Le groupe nucléaire français et le gouvernement nigérien ont signé, lundi, une convention octroyant à Areva le droit d’exploiter le gisement d’uranium d’Imouraren, le plus grand, de toute l’Afrique. Un projet qui devrait démarrer en 2012 et permettre au Niger de se placer au deuxième rang mondial des producteurs. Toutes ces bonnes perspectives laissent, tout de même, certains Nigériens sceptiques.
Il s’agirait du plus grand projet industriel minier jamais envisagé au Niger, selon Areva. Le groupe nucléaire français vient de se voir attribuer un permis d’exploitation de la mine d’Imouraren, le plus grand gisement d’uranium de toute l’Afrique.

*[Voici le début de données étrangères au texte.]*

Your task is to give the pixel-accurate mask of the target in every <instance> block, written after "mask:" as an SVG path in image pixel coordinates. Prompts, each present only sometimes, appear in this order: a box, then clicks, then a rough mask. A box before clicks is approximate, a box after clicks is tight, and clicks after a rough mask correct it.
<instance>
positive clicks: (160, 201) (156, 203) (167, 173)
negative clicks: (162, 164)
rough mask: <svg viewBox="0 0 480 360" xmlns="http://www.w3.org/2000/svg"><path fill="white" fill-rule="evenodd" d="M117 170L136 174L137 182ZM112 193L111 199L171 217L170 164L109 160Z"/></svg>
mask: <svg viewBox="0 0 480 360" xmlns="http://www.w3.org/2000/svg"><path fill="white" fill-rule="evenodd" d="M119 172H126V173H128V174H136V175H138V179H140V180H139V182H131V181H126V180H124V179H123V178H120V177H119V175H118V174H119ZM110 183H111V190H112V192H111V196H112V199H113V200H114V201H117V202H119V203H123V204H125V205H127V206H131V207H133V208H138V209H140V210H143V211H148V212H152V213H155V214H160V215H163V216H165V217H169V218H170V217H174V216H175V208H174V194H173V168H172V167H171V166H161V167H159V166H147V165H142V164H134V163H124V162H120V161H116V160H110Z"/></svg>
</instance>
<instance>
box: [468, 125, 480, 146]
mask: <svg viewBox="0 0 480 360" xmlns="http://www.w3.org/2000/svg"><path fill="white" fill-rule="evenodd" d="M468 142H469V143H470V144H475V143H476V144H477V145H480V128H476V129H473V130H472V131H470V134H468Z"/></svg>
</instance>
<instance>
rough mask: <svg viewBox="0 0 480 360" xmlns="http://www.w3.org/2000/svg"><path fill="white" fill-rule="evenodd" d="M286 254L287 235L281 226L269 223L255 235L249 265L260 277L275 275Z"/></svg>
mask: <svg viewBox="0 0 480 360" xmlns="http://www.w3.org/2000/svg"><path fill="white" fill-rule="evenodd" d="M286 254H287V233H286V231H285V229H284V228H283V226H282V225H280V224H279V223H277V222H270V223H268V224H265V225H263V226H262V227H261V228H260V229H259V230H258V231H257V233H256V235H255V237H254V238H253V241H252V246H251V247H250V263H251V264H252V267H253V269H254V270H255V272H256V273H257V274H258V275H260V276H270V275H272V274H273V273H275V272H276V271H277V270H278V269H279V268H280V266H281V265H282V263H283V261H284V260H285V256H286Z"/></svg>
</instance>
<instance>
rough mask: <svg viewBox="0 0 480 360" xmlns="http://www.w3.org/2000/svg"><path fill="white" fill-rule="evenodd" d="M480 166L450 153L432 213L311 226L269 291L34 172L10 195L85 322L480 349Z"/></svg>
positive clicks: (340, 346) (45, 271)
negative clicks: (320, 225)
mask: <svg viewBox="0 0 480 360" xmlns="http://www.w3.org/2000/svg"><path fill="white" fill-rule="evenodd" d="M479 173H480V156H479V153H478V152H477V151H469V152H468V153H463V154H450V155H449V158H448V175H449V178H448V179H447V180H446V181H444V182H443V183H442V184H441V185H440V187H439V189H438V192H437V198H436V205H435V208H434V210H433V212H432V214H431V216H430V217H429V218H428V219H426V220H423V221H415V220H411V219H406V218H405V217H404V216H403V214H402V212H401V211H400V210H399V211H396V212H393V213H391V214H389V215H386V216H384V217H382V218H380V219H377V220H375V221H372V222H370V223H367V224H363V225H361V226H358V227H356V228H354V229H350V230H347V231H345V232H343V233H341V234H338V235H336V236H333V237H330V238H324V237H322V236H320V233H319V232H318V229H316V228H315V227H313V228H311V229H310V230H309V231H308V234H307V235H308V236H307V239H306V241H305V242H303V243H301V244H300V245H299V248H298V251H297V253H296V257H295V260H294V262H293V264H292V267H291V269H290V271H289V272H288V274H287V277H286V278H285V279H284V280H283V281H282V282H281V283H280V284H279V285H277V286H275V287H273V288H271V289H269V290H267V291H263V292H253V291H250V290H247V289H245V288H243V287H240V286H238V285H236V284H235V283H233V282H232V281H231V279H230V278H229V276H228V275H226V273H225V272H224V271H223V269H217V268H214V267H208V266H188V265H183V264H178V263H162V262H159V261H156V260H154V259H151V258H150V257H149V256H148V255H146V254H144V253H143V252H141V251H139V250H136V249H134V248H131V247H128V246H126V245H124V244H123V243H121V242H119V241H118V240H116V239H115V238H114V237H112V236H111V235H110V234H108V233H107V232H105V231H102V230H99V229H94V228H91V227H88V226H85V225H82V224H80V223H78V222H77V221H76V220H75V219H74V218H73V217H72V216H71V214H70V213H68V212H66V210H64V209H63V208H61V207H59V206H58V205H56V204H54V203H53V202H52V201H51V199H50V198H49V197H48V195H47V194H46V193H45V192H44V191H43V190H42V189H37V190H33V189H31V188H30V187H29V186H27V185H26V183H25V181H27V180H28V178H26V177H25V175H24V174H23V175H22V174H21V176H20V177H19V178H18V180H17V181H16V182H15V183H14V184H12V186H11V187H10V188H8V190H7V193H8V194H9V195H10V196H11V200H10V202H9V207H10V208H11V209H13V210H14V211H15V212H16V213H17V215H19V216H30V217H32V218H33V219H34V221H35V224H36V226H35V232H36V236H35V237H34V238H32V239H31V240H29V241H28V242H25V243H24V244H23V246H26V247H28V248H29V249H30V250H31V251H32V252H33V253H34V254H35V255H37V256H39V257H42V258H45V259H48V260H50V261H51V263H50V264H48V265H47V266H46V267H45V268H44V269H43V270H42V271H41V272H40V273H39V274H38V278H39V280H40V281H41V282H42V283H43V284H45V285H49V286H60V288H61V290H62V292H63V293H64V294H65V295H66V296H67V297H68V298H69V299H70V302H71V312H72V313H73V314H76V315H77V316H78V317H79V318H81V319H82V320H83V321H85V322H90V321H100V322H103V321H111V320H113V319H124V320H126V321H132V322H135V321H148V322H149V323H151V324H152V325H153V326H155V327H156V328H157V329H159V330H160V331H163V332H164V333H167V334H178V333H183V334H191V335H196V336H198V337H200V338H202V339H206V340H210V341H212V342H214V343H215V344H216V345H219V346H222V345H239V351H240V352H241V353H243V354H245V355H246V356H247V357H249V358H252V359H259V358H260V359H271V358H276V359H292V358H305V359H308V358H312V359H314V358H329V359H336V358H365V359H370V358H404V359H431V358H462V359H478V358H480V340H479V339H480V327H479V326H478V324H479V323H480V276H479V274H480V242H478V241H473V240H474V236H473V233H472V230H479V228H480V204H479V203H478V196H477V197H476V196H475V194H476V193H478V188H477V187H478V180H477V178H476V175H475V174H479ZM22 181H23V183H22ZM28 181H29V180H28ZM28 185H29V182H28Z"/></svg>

Anne Lauvergeon, la présidente du directoire du groupe nucléaire français a conclu, lundi, avec le gouvernement nigérien une convention dans ce sens.
Selon les termes de cet accord, une société d’exploitation va être créée et sera détenue à 66,65 % par le groupe français et à 33,35% par le Niger. Un peu plus de 1,2 milliard d’euros (800 milliards de francs CFA) seront débloqués pour le lancement de ce projet d’Imouraren.
La nouvelle compagnie devrait démarrer ses activités en 2012, avec une production annuelle estimée, à terme, à 5 000 tonnes pendant plus de 35 ans. Et l’Etat nigérien pourra extraire et commercialiser 33,35% de cette production par le biais de la société du Patrimoine des Mines du Niger (SOPAMIN).
Le Niger, actuellement troisième producteur mondial d’uranium, passera ainsi au deuxième rang de ce classement, indique le communiqué officiel publié par le groupe français. La création de près de 1 400 emplois directs et de 3 375 postes indirects, pour une masse salariale de 20 milliards de francs CFA, sont, en outre, attendues selon le gouvernement nigérien. Voila de quoi satisfaire les citoyens. Mais certains d’entre eux restent perplexes. Car « il y a beaucoup de non-dits dans cet accord », estime Ali Idrissa, le coordinateur national du réseau des organisations pour la transparence et l’analyse budgétaire (ROTAB) au Niger.
Silence sur le projet d’un chemin de fer reliant Imouraren à Cotonou
« Rien n’a été dit sur le projet de chemin de fer devant relier les sites d’extraction au port de Cotonou en passant entre autres, par Agadez et Zender… . », indique M. Idrissa qui est également le représentant de l’Ong Publiez ce que vous Payez dans son pays. Le financement de ce projet constituait l’un des préalables posés par le Niger avant l’octroi d’un permis d’exploitation au groupe français. Selon Moussa Souley, directeur en charge de la communication et du développement durable chez Areva Niger, la convention telle qu’elle est signée n’engage pas clairement le groupe Areva sur un tel projet. « Mais, affirme-t-il, c’est un sujet qui reste une préoccupation pour Areva et qui va revenir sur la table de discussion. Il pourra éventuellement inclure d’autres partenaires étrangers. »
« Il est évident que le Niger à fait plus de concession que le groupe Areva », estime Seidik Abba, journaliste nigérien à Paris. Il se pose des questions sur les raisons qui auraient poussées le gouvernement nigérien à accepter de disposer de 33, 35% du capital de la société d’exploitation au lieu de 40 % comme il le souhaitait initialement. Mamadou Tandja en fin de son second et dernier mandat et qui apparemment voudrait briguer un autre, aura-t-il fait un deal avec Paris pour bénéficier de son soutien ? Seidik Abba ne croit pas trop en cette hypothèse mais ne l’écarte pas complètement. Moussa Souley, lui, affirme que la répartition actuelle du capital pourrait être renégociée ultérieurement.
Quoi qu’il en soit, au Niger, des interrogations demeurent sur les motivations de Mamadou Tandja qui, pourtant a mis fin au contrat d’exclusivité qui régissait l’exploitation de l’uranium au Niger depuis l’indépendance du pays. Et qui a réussi à obtenir une revalorisation de 50% du prix d’achat de l’uranium en janvier 2008, en mettant en concurrence le groupe français à d’autres acteurs du marché notamment des chinois et des canadiens. Son fléchissement inquiète d’autant plus que l’actuel président du Niger n’a pas hésité à expulser, en juillet 2007, le directeur général d’Areva Niger, Dominique Pin, soupçonné de soutenir la rébellion Touareg.
Face au scepticisme de certains Nigériens, l’optimisme domine du côté d’Areva et du gouvernement : « Le projet d’Imouraren permettra au Niger de faire parler de lui et d’accroître ses ressources », estime Moussa Souley, le directeur en charge de la communication et du développement durable chez Areva Niger. Même si en quarante ans d’exploitation de ce minerai au Niger, la population de ce pays reste l’une des plus pauvres au monde.